One important caveat, you don’t have to do all of these, some won’t work with your group, some will. This isn’t an “all or nothing” thing, it’s a “lot’s of tools in your toolbox” thing. You may be doing your own version of any of these already. These are ways of addressing the time between your turns, and creating interest in what is going on at the table. 


9. Use Crits/Fumbles
Gygax didn’t like these, as crits were quite deadly, and since the DM had an endless supply of monsters, the players were at a disadvantage they did not perceive. So I get the trepedation, but crits are a way to add some nuance to combat that isn’t embedded in “feats” and extra character abilities. 


One of the advantages of crits and fumbles is that they add flavor to combat, a good crit/fumble table can create the most memorable results at the table. However, it can’t be too deadly, or it’s going to wreak havoc. I think the increased attention and interest that these create is worth using them, adding variety to combat always increases engagement.


In my game I produced a table of 12 results for each, some would need to be re-rolled as they were all situational, e.g. disarm your opponent, knock your opponent down, stun your opponent, blind your opponent, double your base dice bonus, or, fall prone, lose your weapon, lose your next attack, take -2 on your next attack, etc.

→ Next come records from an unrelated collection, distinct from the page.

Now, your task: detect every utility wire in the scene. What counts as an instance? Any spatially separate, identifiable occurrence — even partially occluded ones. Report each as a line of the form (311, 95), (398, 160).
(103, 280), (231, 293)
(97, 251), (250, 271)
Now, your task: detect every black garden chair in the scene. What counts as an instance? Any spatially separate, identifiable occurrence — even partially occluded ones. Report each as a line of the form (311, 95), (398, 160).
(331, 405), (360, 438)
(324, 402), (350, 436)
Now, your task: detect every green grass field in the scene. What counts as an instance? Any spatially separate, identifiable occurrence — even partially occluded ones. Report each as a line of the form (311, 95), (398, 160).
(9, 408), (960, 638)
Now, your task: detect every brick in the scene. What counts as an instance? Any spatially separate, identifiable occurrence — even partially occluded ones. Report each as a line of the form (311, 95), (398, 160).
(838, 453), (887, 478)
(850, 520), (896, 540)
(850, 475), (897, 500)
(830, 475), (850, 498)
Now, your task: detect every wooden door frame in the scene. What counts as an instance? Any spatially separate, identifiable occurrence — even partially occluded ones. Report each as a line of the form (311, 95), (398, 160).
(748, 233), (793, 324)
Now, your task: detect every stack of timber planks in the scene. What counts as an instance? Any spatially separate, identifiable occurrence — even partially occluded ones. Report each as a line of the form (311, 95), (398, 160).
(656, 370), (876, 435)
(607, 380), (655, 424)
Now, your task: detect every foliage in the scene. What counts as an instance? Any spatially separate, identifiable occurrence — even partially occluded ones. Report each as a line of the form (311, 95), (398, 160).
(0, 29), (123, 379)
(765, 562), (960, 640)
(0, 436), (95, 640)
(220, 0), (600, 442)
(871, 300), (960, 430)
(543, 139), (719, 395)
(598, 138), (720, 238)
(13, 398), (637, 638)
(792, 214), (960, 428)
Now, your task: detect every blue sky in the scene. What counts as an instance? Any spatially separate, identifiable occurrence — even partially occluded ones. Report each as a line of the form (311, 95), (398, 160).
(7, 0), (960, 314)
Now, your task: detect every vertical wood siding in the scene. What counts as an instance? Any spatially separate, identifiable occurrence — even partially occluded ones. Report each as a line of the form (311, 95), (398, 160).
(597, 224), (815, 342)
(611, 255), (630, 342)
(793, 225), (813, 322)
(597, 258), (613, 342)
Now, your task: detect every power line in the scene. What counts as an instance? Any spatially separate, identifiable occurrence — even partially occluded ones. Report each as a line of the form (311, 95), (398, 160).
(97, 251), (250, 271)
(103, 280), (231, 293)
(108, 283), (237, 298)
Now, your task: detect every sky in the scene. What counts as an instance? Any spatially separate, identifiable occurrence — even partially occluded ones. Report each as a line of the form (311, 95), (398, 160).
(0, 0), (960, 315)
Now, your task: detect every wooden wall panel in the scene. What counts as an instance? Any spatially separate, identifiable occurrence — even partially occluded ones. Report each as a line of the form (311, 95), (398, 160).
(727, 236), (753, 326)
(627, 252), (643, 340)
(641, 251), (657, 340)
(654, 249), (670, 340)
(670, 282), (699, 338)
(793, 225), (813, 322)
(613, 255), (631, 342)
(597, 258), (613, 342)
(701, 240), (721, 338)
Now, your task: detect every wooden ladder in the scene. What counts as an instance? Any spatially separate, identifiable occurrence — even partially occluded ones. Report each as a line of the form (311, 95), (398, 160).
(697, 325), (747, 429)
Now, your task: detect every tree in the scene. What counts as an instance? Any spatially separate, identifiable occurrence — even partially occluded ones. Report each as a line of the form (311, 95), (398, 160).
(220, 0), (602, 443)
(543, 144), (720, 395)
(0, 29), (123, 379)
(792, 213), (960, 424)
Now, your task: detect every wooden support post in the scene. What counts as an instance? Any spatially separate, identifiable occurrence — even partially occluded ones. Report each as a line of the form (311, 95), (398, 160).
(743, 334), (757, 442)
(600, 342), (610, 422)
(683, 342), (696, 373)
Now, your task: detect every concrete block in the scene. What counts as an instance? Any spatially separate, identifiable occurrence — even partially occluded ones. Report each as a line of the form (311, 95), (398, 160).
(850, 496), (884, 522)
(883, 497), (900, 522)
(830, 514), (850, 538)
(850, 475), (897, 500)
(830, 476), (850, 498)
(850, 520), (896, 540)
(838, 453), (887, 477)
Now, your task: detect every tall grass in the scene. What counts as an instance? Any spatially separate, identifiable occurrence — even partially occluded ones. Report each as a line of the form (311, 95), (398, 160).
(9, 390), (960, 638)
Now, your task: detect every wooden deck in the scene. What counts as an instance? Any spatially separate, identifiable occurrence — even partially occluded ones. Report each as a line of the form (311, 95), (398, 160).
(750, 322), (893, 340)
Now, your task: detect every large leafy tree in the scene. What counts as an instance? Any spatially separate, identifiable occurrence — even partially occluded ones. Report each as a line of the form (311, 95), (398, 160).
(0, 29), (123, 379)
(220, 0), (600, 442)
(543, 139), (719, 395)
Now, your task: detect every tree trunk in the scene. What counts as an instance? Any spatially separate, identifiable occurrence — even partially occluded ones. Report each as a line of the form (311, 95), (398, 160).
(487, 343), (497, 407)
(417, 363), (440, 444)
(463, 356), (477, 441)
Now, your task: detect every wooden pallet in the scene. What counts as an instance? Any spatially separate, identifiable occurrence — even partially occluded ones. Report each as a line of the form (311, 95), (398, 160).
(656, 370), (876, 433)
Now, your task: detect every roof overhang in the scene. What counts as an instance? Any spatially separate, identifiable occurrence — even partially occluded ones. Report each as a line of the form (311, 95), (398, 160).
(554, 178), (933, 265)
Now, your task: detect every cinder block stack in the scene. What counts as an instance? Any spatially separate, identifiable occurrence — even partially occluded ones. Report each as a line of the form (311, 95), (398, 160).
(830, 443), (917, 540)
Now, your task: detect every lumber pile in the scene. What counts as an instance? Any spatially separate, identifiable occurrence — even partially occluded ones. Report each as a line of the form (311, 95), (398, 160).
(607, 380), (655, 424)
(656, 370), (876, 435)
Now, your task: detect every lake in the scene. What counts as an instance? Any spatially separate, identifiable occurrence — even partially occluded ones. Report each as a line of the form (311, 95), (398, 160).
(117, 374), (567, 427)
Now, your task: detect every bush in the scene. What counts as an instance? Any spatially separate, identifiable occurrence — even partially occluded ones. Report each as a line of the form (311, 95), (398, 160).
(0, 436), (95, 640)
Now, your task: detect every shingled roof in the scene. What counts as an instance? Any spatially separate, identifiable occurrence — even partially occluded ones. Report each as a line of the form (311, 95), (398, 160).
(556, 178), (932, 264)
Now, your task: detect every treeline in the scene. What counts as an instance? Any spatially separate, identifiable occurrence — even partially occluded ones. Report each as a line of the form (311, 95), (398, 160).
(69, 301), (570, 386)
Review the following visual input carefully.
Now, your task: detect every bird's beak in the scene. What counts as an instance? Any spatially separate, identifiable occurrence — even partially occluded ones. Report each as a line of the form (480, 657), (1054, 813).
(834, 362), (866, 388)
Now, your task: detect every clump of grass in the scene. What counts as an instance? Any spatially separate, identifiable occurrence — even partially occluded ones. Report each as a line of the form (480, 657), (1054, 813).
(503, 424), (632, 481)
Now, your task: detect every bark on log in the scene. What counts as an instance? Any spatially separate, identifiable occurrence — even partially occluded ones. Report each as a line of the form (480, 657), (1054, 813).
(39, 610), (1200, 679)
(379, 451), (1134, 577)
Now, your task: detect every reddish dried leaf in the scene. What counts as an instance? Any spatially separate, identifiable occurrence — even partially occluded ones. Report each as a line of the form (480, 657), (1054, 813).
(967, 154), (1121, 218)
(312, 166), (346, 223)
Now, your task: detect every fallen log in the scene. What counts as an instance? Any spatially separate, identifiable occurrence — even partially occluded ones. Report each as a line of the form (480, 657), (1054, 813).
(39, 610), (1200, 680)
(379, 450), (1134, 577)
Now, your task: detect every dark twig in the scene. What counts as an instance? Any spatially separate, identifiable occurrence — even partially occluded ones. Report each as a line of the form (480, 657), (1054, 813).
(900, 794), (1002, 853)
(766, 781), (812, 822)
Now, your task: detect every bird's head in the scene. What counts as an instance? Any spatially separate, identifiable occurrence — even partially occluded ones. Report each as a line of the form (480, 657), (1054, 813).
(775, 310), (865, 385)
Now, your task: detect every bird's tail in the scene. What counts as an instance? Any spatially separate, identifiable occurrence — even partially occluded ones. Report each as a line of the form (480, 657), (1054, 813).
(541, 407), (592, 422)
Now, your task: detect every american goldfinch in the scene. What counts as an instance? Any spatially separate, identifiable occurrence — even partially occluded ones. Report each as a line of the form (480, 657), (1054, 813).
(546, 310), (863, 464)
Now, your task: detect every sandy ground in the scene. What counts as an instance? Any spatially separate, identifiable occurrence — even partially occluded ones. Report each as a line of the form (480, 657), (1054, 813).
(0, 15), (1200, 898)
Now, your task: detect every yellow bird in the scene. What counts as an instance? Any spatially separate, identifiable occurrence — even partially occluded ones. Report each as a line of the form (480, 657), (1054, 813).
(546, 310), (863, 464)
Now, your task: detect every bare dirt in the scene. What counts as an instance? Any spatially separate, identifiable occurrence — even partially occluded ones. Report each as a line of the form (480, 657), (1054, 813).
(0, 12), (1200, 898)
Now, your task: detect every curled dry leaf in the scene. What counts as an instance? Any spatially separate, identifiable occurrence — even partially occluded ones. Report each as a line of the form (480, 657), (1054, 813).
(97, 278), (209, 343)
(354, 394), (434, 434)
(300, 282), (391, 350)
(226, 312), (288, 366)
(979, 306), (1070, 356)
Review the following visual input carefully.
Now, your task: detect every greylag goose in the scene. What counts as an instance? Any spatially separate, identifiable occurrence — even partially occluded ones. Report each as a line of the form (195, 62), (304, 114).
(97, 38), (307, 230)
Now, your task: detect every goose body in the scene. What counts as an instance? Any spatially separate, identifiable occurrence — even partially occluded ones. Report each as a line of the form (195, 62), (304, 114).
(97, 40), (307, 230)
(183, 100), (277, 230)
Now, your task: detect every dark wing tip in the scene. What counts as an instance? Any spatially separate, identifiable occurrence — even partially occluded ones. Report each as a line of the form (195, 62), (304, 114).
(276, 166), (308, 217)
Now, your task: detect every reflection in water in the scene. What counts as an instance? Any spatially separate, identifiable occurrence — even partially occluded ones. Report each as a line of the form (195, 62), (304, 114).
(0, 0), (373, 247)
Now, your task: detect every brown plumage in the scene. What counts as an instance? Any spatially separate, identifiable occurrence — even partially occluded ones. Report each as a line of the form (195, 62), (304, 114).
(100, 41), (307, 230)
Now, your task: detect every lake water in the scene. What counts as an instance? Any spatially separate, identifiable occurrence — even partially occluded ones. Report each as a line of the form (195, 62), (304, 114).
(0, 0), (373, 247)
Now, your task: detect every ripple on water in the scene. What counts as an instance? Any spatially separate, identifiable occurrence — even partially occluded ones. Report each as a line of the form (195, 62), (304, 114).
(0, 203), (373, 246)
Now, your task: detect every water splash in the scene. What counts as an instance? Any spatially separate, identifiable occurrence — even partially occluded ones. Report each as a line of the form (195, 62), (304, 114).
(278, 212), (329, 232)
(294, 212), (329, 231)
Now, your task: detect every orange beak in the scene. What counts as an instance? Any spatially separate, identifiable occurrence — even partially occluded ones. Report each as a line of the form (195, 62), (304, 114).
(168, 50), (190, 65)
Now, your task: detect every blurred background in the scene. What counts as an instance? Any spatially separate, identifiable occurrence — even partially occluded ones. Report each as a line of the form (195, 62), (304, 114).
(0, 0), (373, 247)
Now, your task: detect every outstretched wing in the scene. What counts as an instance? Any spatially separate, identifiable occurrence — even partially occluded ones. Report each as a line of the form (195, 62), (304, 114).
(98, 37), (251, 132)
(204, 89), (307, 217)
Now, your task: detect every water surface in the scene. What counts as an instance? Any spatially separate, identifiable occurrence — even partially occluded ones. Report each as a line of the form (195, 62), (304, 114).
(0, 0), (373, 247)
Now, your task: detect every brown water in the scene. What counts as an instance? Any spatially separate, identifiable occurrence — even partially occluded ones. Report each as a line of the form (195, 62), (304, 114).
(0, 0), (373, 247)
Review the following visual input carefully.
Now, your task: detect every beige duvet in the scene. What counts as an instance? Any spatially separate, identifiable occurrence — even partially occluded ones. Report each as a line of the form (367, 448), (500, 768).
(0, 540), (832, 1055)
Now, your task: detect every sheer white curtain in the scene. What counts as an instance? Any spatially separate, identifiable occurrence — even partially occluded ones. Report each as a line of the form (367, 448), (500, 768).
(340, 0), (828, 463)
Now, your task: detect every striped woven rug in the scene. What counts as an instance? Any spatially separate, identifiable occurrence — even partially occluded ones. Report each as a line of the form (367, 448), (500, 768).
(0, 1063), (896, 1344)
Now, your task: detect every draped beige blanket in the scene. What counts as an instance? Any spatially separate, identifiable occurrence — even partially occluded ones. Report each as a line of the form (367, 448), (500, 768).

The way these weave and spin through combat based on a 5% probability is quite beautiful. And since the monsters also roll them, it is fair. Sometimes a result won’t be possible (you can’t disarm a shark), the group can agree on re-rolling impossible results or just ditching the result in that case. DM’s who are concerned that 5% frequency of crits and fumbles is too much can choose to ditch.


10. Use weapon abilities
The advantage of crits and fumbles is that they create interest in combat but are not tied to a “character build” so they don’t necessitate more work for the PC. Also, they are random as they are generated by the dice, which keeps it interesting.


However, tying interesting combat mechanics to weapons is another way to create more interest. It gives players options that aren’t tied directly to character abilities or scores. And as they are in the weapons they can be switched out easily. The game allows fighters more weapons, so they get more of this, but everyone can get something.


In 1e this takes the form of things like planting a pole arm in the ground to double damage against a charging opponent, or disarming or dismounting an opponent with a weapon. I have added things like sweeps for pole arms, shield bashes for shields, disarming for a range of weapons, these sorts of situational bonuses are tied to character choices and thus create engagement at the table.






B. Game Related Activities for time Between Actions 
1. Leave the books on the table. 
Gygax would have my head for this… 


Presumedly some of your players eventually want to run their own games, so leave the rulebooks there for them to look at, including the monster books and DM's guide.
The only thing I prohibit is looking up the monster you are currently fighting, or reading modules we might play. Any of the rulebooks are fair game.


I think there is a tendency to assume that the more they know the more difficult they will be to DM for, but this is not the case. The more they know the more they want to know, so leaving the books out to be read means they will be able to be engaged in the game even if they aren’t engaged in the combat at that time. 


2. Use maps/visual aids
I would encourage battle maps for combat, and minis or counters, as it helps players to visualize the combat, and gives them options to act upon. 


But beyond that, a regional map lying around during combat is a potential point of interest for the players not currently completing their actions. A city map is an endless point of interest for players to want to explore something of that size. 


Also, where possible I use visual aids, if I can find a picture of an outdoor environment, a cityscape, a monster, the players can focus on that when they are waiting for their turn. It’s why I also encourage character art, it helps to stay immersed and gives them something to look at and focus on while in play that keeps them in the game.



Hopefully one or more of these will be helpful to create more engagement in combat in your D&D game, or at least give them something game related to do between actions.